Джен отошла в сторону, а я вырыл в снегу яму, положил туда чудовищные снимки и быстро закопал их. Боясь, что пропитавшее их зло проникнет внутрь меня сквозь перчатки, я изо всех сил потер их снегом. Мое внимание отвлекли два пистолетных выстрела. Джен стояла в поле над распростертым телом неудавшегося насильника. Если в нем еще и теплилась хоть какая-то искорка жизни, Джен погасила ее наверняка. Я не почувствовал никакого сожаления. Сомневаюсь, что он бы столь же «аккуратно» (другого слова я не подберу) покончил со всеми нами.
Поступок Джен заставил Трейси поморщиться. Я сразу понял, что она тоже обратилась к собственной коллекции жутких воспоминаний.
– Не могу найти выходное отверстие на ноге Би-Эм. Скорее всего, пуля застряла в кости, – сказала она.
Я повернулся к ней. Глаза щипало. Если бы была на свете такая штука, как стрессометр, стрелка моего сейчас бы зашкаливала. Я неплохо оказывал первую помощь, умел останавливать кровь и даже мог вправить сустав, но здесь нужна была настоящая операция. Иного выхода не было. Я побледнел от этой перспективы. Одно дело зашивать разодранную кожу и совсем другое – намеренно разрезать плоть и шарить внутри в поисках пули. Для этого нужно было ощупать все ткани и мускулы, не задеть ни одну из крупных артерий и не пораниться самому об осколки кости. Делать это мне вовсе не хотелось. Но раздумья ведут к сомнениям, а сомнения рождают ошибки.
– Брендон! Поди-ка сюда. Помоги мне перенести Би-Эм в багажник пикапа.
– Я помогу, мистер Ти, – сказал Томми, передавая Трейси бутылку виски.
Помощь Томми стала настоящим чудом. Если бы я не видел этого своими глазами, я бы воскликнул: «Чушь собачья!» Впрочем, я и так едва сдержался. Я понятия не имею, как Томми сумел справиться без помощи автоматического погрузчика. Ему это далось не легко, не так, как во время нашей встречи в «Волмарте», но все же я с удивлением увидел, как он вытащил нашего гиганта из минивэна, пронес его на себе двадцать футов и аккуратно сгрузил в кузов пикапа, где его приняли Брендон и Тревис.
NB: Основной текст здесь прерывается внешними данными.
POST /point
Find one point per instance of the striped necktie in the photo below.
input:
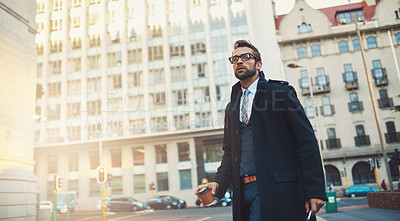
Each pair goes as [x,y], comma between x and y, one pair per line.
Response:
[245,105]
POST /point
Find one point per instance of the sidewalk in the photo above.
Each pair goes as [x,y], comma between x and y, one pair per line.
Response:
[360,214]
– Трейси, обожги пару небольших ножей, – велел я, забирая у нее бутылку с выпивкой.
– Зачем она тебе? – спросила Трейси.
– Для дезинфекции, – ответил я, после чего отвинтил крышку и хорошенько глотнул горького заменителя топлива.
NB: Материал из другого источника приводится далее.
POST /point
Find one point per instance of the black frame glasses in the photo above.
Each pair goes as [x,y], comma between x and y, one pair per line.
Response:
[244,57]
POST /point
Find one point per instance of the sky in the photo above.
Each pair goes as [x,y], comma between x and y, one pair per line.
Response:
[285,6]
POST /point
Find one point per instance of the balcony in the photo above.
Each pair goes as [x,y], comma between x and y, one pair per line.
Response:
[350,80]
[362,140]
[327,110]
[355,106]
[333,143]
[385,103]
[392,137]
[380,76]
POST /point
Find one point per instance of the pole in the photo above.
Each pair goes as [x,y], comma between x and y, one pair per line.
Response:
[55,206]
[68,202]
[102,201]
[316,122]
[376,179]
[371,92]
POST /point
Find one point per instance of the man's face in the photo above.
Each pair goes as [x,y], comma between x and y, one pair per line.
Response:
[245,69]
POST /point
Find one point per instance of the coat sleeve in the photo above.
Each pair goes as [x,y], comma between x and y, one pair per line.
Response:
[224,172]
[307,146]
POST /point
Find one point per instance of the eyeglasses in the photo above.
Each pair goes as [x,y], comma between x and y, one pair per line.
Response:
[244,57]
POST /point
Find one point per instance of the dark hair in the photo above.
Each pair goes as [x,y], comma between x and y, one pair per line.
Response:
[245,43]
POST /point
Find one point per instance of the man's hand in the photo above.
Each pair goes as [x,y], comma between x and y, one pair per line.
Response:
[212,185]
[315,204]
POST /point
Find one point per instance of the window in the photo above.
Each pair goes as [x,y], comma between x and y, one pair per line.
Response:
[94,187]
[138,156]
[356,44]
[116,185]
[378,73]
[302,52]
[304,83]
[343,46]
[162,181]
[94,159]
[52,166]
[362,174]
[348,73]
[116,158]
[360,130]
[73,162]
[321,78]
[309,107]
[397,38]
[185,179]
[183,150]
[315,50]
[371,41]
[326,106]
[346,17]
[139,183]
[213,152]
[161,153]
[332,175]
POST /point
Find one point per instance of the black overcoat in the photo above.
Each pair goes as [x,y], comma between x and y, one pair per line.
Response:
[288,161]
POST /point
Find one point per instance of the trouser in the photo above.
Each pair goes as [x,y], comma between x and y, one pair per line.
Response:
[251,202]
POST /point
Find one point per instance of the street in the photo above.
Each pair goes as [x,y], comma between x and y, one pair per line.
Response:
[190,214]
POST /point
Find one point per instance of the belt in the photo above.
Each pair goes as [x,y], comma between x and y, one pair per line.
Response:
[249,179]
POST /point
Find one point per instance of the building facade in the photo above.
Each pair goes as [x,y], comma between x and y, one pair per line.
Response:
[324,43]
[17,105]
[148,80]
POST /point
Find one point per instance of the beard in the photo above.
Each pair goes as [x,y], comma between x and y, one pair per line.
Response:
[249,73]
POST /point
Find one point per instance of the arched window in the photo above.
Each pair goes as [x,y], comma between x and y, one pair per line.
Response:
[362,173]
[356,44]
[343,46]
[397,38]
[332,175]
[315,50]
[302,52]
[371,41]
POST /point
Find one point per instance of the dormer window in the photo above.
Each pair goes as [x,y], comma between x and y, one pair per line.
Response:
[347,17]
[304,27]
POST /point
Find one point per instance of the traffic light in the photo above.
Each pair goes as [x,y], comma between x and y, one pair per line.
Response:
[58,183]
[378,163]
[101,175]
– Оно и видно, – бросила Трейси и отправилась стерилизовать ножи.
Вернулась Джен, которая, похоже, не слишком переживала из-за своего поступка. Казалось, она просто выходила вынести мусор – и, как по мне, именно это она и сделала. Она взяла бутылку у меня из рук, и я почувствовал себя немного пристыженным, когда она отхлебнула гораздо больше моего. Вытерев губы рукавом, она заговорила, стараясь не выдать голосом своих чувств:
– Что ты делаешь, Тальбот? Кроме того, что пьешь это дерьмо, конечно. О, я бы многое сейчас отдала за бутылку хорошего пино-нуар!
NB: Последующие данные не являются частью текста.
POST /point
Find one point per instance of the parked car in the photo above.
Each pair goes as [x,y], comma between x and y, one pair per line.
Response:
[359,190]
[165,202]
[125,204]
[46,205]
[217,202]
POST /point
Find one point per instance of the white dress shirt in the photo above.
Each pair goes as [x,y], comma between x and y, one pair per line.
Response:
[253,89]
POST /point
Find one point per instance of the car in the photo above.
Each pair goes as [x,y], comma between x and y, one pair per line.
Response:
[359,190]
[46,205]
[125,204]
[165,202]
Она сделала еще один большой глоток.
– Э-э, оставь хоть немного для Би-Эм.
Джен смущенно улыбнулась.
– Прости, – сказала она и снова рассеянно вытерла рот. – Зачем?
– Что?
– Зачем тебе выпивка? – Она потрясла бутылкой у меня перед глазами, но не отдала ее.
– Пуля не вышла. Придется вскрыть рану.
– Ты раньше это делал? – спросила Джен, незамедлительно возвращая мне бутылку. Такое впечатление, что ей показалось, будто тот, кто держит виски, и будет проводить операцию.
– Джен, я латал дыры на дорогах. С полевой хирургией там дела не имеют.
– А до этого? – не унималась она.
– Ах, да. Я бросил весьма денежную и перспективную карьеру высококлассного хирурга, чтобы вести прозаичную жизнь дорожного рабочего. Мне казалось, что латать дыры намного благороднее, чем спасать жизни.
– Не передергивай, Тальбот. Не прикрывай свою неуверенность сарказмом. Ты знаешь, о чем я.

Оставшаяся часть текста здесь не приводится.